Film director/producer Jewison recalls what went into the making of his films.
Looking back over a career spent directing and sometimes producing films, Jewison writes with an unassuming, good-humored, yet often forceful voice. Those same qualities may explain Jewison’s strong track record—he helmed such award-winners as Moonstruck, Fiddler on the Roof and In the Heat of the Night. Jewison took to directing when he wrote and staged college musicals at the University of Toronto. In the late ’50s and early ’60s, he went on to call the shots for several Canadian, then US, television variety shows.
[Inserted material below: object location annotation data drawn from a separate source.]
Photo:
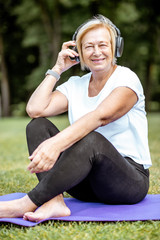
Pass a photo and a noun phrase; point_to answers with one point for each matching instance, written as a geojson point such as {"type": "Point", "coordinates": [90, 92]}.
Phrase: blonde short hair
{"type": "Point", "coordinates": [93, 23]}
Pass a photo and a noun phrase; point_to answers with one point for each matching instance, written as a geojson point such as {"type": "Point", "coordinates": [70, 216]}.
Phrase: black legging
{"type": "Point", "coordinates": [90, 170]}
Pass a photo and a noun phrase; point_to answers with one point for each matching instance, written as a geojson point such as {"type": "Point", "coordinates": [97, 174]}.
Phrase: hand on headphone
{"type": "Point", "coordinates": [66, 57]}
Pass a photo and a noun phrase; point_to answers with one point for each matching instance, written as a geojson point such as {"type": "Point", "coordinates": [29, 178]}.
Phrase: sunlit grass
{"type": "Point", "coordinates": [15, 178]}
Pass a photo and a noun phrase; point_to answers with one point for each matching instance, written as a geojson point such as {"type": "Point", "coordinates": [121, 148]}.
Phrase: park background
{"type": "Point", "coordinates": [32, 32]}
{"type": "Point", "coordinates": [31, 35]}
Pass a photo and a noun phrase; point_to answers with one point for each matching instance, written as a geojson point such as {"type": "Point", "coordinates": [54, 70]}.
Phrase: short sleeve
{"type": "Point", "coordinates": [128, 78]}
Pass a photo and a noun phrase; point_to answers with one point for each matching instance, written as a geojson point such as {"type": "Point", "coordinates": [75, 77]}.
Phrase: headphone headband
{"type": "Point", "coordinates": [119, 40]}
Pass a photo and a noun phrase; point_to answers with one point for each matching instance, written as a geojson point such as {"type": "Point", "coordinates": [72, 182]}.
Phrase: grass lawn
{"type": "Point", "coordinates": [15, 178]}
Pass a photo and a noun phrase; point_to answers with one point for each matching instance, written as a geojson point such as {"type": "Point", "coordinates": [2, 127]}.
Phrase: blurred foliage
{"type": "Point", "coordinates": [34, 30]}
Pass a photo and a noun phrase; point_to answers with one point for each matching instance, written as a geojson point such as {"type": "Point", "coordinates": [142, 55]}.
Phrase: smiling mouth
{"type": "Point", "coordinates": [98, 60]}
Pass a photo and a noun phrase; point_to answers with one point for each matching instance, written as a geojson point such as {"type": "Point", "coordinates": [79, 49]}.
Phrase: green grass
{"type": "Point", "coordinates": [15, 178]}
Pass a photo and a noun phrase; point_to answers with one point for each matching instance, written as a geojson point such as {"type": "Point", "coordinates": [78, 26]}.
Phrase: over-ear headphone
{"type": "Point", "coordinates": [119, 40]}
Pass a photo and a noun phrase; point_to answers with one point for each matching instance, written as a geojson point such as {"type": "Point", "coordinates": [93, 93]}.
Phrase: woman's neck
{"type": "Point", "coordinates": [98, 80]}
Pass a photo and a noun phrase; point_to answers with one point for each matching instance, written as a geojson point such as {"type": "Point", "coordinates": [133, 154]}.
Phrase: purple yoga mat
{"type": "Point", "coordinates": [148, 209]}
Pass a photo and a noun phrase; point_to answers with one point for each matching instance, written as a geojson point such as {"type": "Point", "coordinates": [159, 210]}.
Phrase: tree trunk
{"type": "Point", "coordinates": [52, 25]}
{"type": "Point", "coordinates": [5, 93]}
{"type": "Point", "coordinates": [148, 81]}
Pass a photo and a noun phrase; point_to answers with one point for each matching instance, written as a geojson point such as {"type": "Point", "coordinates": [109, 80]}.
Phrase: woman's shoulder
{"type": "Point", "coordinates": [80, 79]}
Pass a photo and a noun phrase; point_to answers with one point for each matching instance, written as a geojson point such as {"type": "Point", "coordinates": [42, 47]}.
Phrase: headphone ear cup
{"type": "Point", "coordinates": [119, 46]}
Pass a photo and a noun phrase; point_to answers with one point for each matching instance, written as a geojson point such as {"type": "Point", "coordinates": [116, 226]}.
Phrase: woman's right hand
{"type": "Point", "coordinates": [63, 61]}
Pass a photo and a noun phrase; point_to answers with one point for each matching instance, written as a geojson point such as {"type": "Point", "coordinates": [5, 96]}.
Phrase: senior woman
{"type": "Point", "coordinates": [103, 155]}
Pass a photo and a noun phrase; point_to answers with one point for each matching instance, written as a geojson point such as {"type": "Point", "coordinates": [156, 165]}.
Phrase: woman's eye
{"type": "Point", "coordinates": [88, 46]}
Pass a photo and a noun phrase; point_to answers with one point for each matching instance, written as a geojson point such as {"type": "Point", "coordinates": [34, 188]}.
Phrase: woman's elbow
{"type": "Point", "coordinates": [32, 113]}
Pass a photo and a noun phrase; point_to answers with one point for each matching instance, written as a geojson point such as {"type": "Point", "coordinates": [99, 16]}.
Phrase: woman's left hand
{"type": "Point", "coordinates": [44, 157]}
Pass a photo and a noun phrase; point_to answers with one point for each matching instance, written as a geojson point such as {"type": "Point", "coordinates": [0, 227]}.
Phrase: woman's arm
{"type": "Point", "coordinates": [118, 103]}
{"type": "Point", "coordinates": [44, 102]}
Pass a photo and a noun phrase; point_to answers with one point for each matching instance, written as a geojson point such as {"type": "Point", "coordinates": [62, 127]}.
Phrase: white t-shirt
{"type": "Point", "coordinates": [129, 134]}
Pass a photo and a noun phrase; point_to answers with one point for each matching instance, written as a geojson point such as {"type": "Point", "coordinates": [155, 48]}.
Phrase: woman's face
{"type": "Point", "coordinates": [96, 49]}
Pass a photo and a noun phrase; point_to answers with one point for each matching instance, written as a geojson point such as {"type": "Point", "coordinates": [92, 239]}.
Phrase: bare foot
{"type": "Point", "coordinates": [16, 208]}
{"type": "Point", "coordinates": [56, 207]}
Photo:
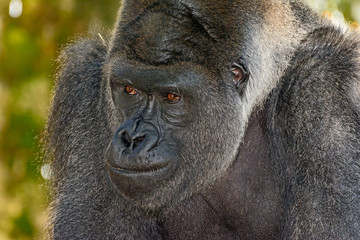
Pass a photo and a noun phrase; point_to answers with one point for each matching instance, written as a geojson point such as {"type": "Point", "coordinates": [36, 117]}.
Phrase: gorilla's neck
{"type": "Point", "coordinates": [246, 198]}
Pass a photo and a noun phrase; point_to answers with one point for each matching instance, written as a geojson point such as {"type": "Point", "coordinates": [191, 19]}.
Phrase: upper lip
{"type": "Point", "coordinates": [139, 169]}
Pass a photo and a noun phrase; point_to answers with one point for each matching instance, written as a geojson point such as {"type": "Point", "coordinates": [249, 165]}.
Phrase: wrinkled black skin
{"type": "Point", "coordinates": [139, 167]}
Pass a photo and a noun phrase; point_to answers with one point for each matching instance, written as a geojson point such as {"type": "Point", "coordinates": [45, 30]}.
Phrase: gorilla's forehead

A Judy Garland special gave him entrée to Hollywood, where he cut his teeth on Doris Day comedies, eventually getting a shot at something serious, with The Cincinnati Kid. Jewison’s extended account of directing that film is a primer on the collaborative art of filmmaking. He details drawing out a taciturn Steve McQueen, designing a color palette with cinematographer Philip Lathrop, spending long editing sessions with Hal Ashby and getting the kind of musical score he needed from Lalo Schifrin. Equally valuable accounts of work on The Russians Are Coming! The Russians Are Coming!, The Thomas Crown Affair, A Soldier’s Story, etc., follow. Throughout his career, it appears, Jewison was straight up, though not arrogant, about going for what he wanted; he could handle difficult talent (with the possible exception of Sylvester Stallone on F.I.S.T.); and he went after a film only if it was about something that mattered—rights for blacks, the American legal system, the union movement. In the wake of his concerns came skirmishes with the F.B.I., an uneasy dinner party with John Wayne—and a roster of worthy films.
Instructive, engaging, entertaining—enough to make a reader believe filmmaking really isn’t a terrible business.